70 years have passed since, in the words of General Dwight D. Eisenhower, ‘Allied naval forces, supported by strong air forces, began landing Allied armies on the northern coast of France.’ Operation Overlord, or D-Day as the invasion is known to posterity, was astonishing in every sense; not least because weather conditions on 5/6th June 1944 were far from ideal to execute an amphibious landing against a well-entrenched enemy.
Even military men were surprised by the comparatively light casualties (4,413 killed); many had anticipated a bloodbath. Major General Sir Frederick Barton Maurice (a retired soldier who later turned to teaching military history at the University of London) wrote in the Spectator at the end of August 1944:
‘The campaign of Normandy is unique. Three years ago the problem of landing large armies on a closely watched and strongly defended coast was regarded as insoluble. Hitler evidently thought it was insoluble right up to D-Day.’

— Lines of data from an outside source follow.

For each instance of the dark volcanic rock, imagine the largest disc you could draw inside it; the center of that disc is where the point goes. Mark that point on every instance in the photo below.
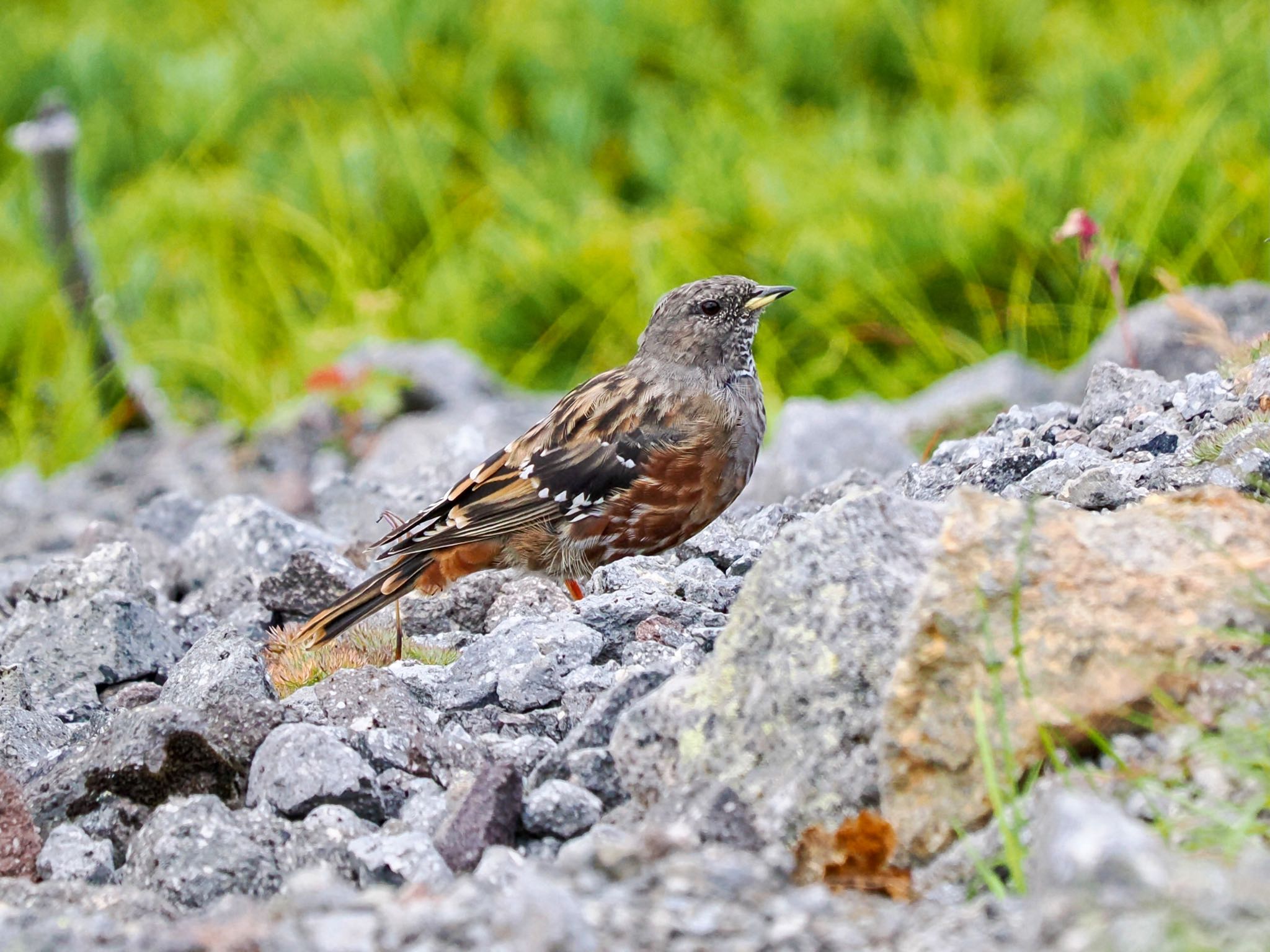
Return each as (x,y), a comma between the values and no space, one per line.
(488,815)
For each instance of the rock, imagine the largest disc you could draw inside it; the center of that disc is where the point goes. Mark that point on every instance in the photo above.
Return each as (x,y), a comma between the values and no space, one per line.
(1086,842)
(361,699)
(561,809)
(69,853)
(438,374)
(784,708)
(395,858)
(301,765)
(193,851)
(799,456)
(426,809)
(595,770)
(29,736)
(526,597)
(19,840)
(1170,573)
(149,756)
(244,532)
(531,655)
(539,682)
(1099,488)
(221,671)
(126,697)
(310,580)
(1117,391)
(1163,342)
(87,624)
(14,687)
(488,815)
(169,516)
(596,726)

The problem had been solved, the major general said, by the realisation of an exceptional plan through the application of immense power – military, industrial, financial and scientific:
‘It has been solved by courageous strategy, supported by careful co-ordination of all the means which British and American science and industry have, during the war, placed at the disposal of the Allied land, sea and air forces. Before a landing on the French coast could be attempted we had to secure a high degree of control of the air and such mastery of the Channel as would prevent interference by E and U boats. With the number of Channel and Atlantic ports at the disposal of the enemy this last is probably the more difficult task of the two.‘
In the event, the U-boats, a menace for so much of the war, were routed.